I see the 90s as a kind of ‘lost decade’, where underground subcultures and music were powerful – like a near-future version of the 60s, rebelling against mass commercialisation, brands raised to ‘deity’ status, and the cargo cults that followed. It was a pretty subversive period, like reality took a cue from John Shirley cyberpunk dystopian fiction and mashed it with a lyric sheet from Rage Against the Machine, and global zaibatsus taking control of the earth, like a modern pantheon of demons, or gods… You could get beaten up for a pair of branded shoes, or ostracised for listening to the ‘wrong’ music. Music was the dominant medium, really – people all over the world would hear the same music, watch the same music videos on MTV – the internet’s influence was not that significant yet. Music could start riots, change history, and set factions against each other. Conversely, subcultures bonded over themes, identity and crucially – music. It was like a… crossroads, between the analog and dawn of the the digital era, before we granted control of society to computer daemons made of code and driven by profit-seeking algorithms, and that conflict – and the power of subcultures and music – provoked a kind of cognitive dissonance, demonstrating a power which I think is interesting territory to explore.

You asked ‘is the project a love letter’ – Odd Gods is designed from the ground up as a period piece with a big dollop of anachronism. For that theme to work (or any theme explored in an RPG, I’d argue), yes – there has to be a ‘love letter’ aspect to it, but that’s just one aspect. We need to write that love letter, then burn it at the altar as a tithe. While the fire’s still crackling, sacrifice the nearest sacred goat and throw that on, too. Sift through the ashes and bones for burnt scraps of that letter and leave them for players to discover and maybe piece together in a way that makes sense to them.

Do I see OG as uniting eras of the past with common themes? Using one time period as a frame to explore another with time travel/alternate realities is basically saying: if we do our job well, abso-bloody-lutely. Exploring alternate history, which you do in Odd Gods, allows you to set up ‘what if’ scenarios and try out ideas. There were bright, burning periods of time where music, art, politics, and of course subcultures flourished – what if you shuffled them around a bit? What would the world look like?

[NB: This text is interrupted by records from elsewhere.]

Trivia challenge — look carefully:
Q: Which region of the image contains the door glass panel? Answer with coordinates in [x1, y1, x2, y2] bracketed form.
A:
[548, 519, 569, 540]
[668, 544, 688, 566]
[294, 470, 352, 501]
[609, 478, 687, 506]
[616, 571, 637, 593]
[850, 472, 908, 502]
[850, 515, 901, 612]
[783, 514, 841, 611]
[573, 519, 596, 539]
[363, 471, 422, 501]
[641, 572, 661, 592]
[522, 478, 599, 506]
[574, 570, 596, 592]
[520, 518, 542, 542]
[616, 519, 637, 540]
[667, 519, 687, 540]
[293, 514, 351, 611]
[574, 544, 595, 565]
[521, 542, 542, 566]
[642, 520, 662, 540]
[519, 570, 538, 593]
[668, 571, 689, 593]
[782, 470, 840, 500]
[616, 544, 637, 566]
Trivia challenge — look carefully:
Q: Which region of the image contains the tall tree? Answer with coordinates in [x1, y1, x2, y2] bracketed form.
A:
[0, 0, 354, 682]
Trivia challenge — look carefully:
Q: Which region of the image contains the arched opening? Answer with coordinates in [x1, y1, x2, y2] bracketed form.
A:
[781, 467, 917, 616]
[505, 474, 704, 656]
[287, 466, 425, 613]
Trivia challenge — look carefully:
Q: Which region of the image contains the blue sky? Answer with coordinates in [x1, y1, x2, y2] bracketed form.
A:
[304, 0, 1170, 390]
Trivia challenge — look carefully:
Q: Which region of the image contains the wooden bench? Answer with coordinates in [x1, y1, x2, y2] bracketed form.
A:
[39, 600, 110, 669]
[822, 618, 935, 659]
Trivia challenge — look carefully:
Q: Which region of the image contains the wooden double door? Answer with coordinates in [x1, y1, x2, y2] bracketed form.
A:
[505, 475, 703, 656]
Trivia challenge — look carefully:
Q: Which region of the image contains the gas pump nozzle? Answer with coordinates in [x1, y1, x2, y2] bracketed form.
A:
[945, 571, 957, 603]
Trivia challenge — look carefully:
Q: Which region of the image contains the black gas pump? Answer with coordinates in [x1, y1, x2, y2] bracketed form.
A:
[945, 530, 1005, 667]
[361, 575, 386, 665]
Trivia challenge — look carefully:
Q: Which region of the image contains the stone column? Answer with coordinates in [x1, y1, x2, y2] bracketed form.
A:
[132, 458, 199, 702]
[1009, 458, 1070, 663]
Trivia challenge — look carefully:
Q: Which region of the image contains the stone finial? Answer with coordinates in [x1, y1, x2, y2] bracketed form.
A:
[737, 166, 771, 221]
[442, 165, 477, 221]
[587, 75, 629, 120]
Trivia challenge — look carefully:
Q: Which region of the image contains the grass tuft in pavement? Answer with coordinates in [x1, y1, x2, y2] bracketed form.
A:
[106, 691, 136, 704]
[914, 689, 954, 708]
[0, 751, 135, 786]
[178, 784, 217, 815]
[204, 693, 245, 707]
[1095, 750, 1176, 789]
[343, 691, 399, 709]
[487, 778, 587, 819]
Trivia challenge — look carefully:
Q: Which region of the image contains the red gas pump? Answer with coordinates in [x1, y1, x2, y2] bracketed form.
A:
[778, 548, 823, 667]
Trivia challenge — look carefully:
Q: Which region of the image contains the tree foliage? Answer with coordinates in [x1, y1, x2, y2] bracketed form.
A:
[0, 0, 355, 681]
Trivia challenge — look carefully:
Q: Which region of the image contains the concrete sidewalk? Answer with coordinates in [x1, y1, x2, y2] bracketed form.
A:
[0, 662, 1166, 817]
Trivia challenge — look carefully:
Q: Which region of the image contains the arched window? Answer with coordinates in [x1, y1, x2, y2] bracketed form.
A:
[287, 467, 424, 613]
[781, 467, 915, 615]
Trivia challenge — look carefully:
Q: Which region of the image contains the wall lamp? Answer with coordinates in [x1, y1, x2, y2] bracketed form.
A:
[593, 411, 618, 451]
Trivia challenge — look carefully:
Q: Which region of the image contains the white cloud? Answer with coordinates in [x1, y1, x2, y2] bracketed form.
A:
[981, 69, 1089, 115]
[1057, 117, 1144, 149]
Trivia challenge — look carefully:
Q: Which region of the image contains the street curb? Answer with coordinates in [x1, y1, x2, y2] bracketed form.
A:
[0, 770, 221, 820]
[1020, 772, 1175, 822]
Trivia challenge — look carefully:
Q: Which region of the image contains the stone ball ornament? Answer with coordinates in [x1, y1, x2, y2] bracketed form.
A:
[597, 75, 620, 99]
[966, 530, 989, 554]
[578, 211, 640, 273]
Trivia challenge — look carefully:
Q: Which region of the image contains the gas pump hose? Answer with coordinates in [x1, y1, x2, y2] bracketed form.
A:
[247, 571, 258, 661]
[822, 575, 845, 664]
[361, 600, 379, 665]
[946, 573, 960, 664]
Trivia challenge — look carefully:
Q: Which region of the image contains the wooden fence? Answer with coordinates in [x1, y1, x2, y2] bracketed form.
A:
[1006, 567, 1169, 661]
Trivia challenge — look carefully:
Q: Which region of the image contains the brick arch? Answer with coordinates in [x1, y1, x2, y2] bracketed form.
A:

As far as challenges go, it’s about executing the anachronism. What happens when worlds collide? On a macro scale, if you have a pantheon of pop culture demons and give them a time machine, what happens? We can re-enact Ash’s boomstick scene from Evil Dead 2, and it makes coherent sense in our world. What happens on an individual level to a Goth press-ganged into service on a privateer in the age of sail, a Ska Punk lost in Elizabethan times, or a Raver stumbling into a Pictish solstice ceremony in the time of Julius Caesar, or when a Grunge head wakes up in a jungle camp in the midst of the CIA’s secret war in Laos, or when you stumble across a lost tribe of Skateboarders deep in the Peruvian jungle. What effect does that have on history, and what does one reality matter?